- Ben Wade Township, Minnesota Location within the state of Minnesota Ben Wade Township, Minnesota Ben Wade Township, Minnesota (the United States)
- Coordinates: 45°42′22″N 95°34′47″W﻿ / ﻿45.70611°N 95.57972°W
- Country: United States
- State: Minnesota
- County: Pope

Area
- • Total: 35.4 sq mi (91.7 km^{2})
- • Land: 34.0 sq mi (88.1 km^{2})
- • Water: 1.4 sq mi (3.6 km^{2})
- Elevation: 1,300 ft (400 m)

Population (2000)
- • Total: 252
- • Density: 7.5/sq mi (2.9/km^{2})
- Time zone: UTC-6 (Central (CST))
- • Summer (DST): UTC-5 (CDT)
- FIPS code: 27-05302
- GNIS feature ID: 0663573

= Ben Wade Township, Pope County, Minnesota =

Ben Wade Township is a township in Pope County, Minnesota, United States. The population was 262 at the 2020 census.

Ben Wade Township was named for Benjamin Wade (1800–1878), an American lawyer and United States senator from Ohio.

==Geography==
According to the United States Census Bureau, the township has a total area of 35.4 mi^{2} (91.7 km^{2}), of which 34.0 mi^{2} (88.1 km^{2}) is land and 1.4 mi^{2} (3.6 km^{2}) (3.95%) is water.

==Demographics==
As of the census of 2000, there were 252 people, 88 households, and 68 families residing in the township. The population density was 7.4/mi^{2} (2.9/km^{2}). There were 95 housing units at an average density of 2.8/mi^{2} (1.1/km^{2}). The racial makeup of the township was 98.81% White, 0.40% African American, 0.40% Native American, and 0.40% from two or more races.

There were 88 households, out of which 38.6% had children under the age of 18 living with them, 72.7% were married couples living together, and 22.7% were non-families. 21.6% of all households were made up of individuals, and 8.0% had someone living alone who was 65 years of age or older. The average household size was 2.86 and the average family size was 3.37.

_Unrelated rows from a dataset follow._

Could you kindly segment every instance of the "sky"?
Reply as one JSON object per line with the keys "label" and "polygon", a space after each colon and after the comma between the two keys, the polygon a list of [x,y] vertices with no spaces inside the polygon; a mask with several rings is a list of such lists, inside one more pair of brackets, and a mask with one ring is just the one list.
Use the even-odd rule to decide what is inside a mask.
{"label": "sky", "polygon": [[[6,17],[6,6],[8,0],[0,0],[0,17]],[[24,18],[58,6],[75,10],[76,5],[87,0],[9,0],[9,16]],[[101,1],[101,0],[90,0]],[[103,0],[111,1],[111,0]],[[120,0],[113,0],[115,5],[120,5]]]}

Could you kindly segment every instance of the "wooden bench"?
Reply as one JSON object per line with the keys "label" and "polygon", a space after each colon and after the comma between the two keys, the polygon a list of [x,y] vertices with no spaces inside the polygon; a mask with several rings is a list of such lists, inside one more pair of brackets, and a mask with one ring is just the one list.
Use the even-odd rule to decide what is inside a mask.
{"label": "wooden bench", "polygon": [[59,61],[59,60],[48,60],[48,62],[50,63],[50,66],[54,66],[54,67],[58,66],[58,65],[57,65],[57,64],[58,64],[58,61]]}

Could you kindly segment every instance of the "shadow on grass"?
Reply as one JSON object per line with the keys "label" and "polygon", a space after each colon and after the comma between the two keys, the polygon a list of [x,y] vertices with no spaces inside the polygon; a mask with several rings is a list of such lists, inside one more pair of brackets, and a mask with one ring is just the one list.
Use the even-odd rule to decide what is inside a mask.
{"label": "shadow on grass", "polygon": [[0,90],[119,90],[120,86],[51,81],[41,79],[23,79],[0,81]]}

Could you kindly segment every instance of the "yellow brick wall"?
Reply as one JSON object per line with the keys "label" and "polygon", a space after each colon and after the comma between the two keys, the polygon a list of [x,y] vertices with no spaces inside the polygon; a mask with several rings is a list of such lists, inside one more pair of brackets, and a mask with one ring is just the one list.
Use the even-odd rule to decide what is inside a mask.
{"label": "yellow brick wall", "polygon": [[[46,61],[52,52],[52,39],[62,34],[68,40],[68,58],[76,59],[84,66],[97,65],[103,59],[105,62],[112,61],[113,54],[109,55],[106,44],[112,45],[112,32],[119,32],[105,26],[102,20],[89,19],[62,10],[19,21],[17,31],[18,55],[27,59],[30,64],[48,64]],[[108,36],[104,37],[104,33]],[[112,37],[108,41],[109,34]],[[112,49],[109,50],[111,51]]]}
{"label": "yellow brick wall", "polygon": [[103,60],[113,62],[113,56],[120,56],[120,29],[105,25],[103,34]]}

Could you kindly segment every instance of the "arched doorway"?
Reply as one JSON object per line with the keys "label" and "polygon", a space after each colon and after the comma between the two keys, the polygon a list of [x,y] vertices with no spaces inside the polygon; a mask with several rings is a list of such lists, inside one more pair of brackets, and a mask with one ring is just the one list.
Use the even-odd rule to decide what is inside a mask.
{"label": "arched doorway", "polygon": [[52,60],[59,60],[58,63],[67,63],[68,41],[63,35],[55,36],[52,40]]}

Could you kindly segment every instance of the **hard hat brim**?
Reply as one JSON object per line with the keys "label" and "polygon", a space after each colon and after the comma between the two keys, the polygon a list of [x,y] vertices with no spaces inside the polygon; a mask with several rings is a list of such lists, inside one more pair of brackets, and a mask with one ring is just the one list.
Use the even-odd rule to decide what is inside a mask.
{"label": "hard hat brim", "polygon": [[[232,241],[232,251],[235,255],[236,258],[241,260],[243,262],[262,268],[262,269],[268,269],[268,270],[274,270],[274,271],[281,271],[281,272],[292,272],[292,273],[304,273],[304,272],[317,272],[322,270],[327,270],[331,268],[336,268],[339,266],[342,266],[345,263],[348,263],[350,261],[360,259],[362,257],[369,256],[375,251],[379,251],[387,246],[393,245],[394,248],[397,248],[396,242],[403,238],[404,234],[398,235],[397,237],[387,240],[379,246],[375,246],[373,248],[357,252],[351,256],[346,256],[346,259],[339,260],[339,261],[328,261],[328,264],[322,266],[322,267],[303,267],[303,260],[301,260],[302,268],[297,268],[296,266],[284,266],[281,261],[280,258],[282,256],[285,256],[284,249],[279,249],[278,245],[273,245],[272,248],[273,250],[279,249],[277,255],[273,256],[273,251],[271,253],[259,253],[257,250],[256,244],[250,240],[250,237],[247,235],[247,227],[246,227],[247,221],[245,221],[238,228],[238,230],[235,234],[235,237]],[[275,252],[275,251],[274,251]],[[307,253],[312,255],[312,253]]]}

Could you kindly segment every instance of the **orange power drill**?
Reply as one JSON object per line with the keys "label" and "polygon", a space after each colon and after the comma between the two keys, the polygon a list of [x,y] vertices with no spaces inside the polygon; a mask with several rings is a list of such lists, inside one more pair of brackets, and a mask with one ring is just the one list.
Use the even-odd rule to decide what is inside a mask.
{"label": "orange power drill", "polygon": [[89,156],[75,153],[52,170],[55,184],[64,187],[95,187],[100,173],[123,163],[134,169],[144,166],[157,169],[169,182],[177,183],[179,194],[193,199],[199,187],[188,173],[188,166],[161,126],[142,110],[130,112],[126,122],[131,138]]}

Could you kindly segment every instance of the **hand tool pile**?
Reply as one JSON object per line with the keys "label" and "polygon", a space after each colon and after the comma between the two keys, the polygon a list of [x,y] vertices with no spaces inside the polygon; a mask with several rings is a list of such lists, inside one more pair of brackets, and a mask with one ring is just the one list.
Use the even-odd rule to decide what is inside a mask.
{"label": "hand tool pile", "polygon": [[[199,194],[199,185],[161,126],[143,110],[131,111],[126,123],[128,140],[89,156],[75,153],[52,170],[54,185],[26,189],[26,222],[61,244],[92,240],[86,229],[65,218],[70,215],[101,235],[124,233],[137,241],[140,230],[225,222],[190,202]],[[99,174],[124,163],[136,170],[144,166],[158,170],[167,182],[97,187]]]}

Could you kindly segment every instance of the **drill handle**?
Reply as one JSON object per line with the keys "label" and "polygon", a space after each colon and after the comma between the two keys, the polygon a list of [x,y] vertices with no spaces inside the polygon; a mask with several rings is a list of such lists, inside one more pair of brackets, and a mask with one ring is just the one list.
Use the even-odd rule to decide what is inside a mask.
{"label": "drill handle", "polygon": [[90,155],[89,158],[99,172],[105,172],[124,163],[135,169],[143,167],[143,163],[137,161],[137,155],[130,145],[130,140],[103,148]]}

In the township the population was spread out, with 30.6% under the age of 18, 7.9% from 18 to 24, 30.2% from 25 to 44, 21.4% from 45 to 64, and 9.9% who were 65 years of age or older. The median age was 34 years. For every 100 females, there were 115.4 males. For every 100 females age 18 and over, there were 124.4 males.

The median income for a household in the township was $36,458, and the median income for a family was $45,278. Males had a median income of $30,469 versus $18,750 for females. The per capita income for the township was $14,500. About 9.5% of families and 12.5% of the population were below the poverty line, including 14.8% of those under the age of eighteen and none of those 65 or over.